Networked, multi-container image crawling with Docker and fig

Like many, I’ve been playing with Docker as it has been developing. I feltreasonably comfortable creating images and running isolated containers, but I had yet to tinker with automatically provisioning and networking multiple containers together.

To remedy this, I spent a weekend writing a simple distributed dockerized image crawler using Twisted, Docker, and fig. The full source (under a BSD license) can be found in the Github repo.

The README covers a lot of this in more detail, but the application is comprised of three container types:

  • An HTTP web API for enqueuing jobs. For the sake of this example, you only run one of these, but it’d be easy to adapt the code to support multiple instances.
  • A worker container that carries out the image crawling. You can run as many as these as you’d like.
  • A Redis container that is used for tracking job state and results.

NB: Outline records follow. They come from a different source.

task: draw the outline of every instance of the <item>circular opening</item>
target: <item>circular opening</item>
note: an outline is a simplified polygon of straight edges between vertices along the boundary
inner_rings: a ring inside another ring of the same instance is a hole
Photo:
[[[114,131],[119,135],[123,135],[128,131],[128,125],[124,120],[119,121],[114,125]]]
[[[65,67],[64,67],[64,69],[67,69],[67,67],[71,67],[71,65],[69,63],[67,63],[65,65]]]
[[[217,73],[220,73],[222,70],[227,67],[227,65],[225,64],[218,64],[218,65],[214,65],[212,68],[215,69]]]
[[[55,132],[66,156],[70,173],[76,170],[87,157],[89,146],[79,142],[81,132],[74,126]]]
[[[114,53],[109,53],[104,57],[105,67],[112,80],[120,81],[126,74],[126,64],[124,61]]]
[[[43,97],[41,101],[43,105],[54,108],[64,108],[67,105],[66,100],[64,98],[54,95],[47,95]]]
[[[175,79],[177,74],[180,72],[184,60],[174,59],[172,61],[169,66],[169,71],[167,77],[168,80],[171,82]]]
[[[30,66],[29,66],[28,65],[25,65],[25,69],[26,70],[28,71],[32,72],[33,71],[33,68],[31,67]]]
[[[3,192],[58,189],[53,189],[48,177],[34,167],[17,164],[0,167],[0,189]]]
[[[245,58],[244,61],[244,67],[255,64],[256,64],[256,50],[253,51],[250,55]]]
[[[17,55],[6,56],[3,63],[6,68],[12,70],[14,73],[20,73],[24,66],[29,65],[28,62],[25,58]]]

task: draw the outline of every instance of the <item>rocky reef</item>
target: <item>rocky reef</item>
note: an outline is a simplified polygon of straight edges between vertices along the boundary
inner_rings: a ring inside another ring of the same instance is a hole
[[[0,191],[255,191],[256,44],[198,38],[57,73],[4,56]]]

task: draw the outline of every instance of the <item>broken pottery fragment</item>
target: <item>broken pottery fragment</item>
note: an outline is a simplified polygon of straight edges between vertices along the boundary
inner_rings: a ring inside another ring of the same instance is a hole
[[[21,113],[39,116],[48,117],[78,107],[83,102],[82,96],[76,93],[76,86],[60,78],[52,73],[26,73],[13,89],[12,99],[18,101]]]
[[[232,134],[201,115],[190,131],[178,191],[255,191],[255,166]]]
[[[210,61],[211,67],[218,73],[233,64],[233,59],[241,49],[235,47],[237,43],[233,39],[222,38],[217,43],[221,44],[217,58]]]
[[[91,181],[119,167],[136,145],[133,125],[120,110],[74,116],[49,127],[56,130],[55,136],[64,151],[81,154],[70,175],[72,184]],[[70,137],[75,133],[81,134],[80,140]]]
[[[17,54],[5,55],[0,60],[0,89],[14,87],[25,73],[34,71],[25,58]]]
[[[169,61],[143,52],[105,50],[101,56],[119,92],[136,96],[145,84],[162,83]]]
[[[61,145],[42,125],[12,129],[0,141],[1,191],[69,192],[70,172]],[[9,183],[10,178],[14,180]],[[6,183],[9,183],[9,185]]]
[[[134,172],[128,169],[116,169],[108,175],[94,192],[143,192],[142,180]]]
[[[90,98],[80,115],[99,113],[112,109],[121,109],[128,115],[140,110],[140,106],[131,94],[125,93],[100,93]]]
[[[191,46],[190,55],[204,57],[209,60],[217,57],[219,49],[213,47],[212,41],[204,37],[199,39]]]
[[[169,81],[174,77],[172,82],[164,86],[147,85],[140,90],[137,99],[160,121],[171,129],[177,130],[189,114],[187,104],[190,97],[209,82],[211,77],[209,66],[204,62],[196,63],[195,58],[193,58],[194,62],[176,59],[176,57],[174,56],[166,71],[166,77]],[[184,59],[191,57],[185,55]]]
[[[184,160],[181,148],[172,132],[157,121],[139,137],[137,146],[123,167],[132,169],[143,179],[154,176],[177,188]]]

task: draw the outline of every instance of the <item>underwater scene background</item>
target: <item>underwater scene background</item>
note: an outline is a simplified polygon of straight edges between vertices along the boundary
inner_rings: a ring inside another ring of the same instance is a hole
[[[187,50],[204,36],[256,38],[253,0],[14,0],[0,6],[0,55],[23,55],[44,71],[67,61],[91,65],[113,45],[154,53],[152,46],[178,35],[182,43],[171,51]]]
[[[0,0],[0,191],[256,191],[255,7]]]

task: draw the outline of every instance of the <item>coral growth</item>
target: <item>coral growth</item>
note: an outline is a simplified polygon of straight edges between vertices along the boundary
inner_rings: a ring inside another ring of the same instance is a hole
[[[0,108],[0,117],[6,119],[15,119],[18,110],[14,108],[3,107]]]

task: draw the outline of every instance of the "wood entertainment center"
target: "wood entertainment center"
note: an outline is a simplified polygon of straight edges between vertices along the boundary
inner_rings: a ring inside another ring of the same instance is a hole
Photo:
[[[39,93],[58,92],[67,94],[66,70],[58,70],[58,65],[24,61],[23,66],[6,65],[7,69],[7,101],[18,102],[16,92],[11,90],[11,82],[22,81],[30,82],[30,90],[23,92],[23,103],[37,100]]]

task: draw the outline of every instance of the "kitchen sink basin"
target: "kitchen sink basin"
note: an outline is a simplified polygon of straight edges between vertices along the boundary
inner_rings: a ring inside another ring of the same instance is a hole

The worker daemons connect to the HTTP web API container over ZeroMQ, PULLing jobs that the HTTP daemon PUSHes. If this were anything but a toy app, you’d probably want a proper message broker that could offer stronger deliverability and persistence guarantees.

Assorted Observations

  • I may have been doing something wrong, but boot2docker seems to be pretty rough with volume mounting. It looks like it’d be pretty easy to mount a directory within the boot2docker VM, but the host machine->container sharing didn’t work in real-time. I expect this will improve with time, or I could have missed something.
  • fig is a great idea, and is very handy. I’m looking forward to seeing where this concept is taken over the next few years.
  • There is a great python:2.7 image on Docker Hub that serves as a great starting point. They’ve got all sorts of other versions and alternative implementations (PyPy) covered.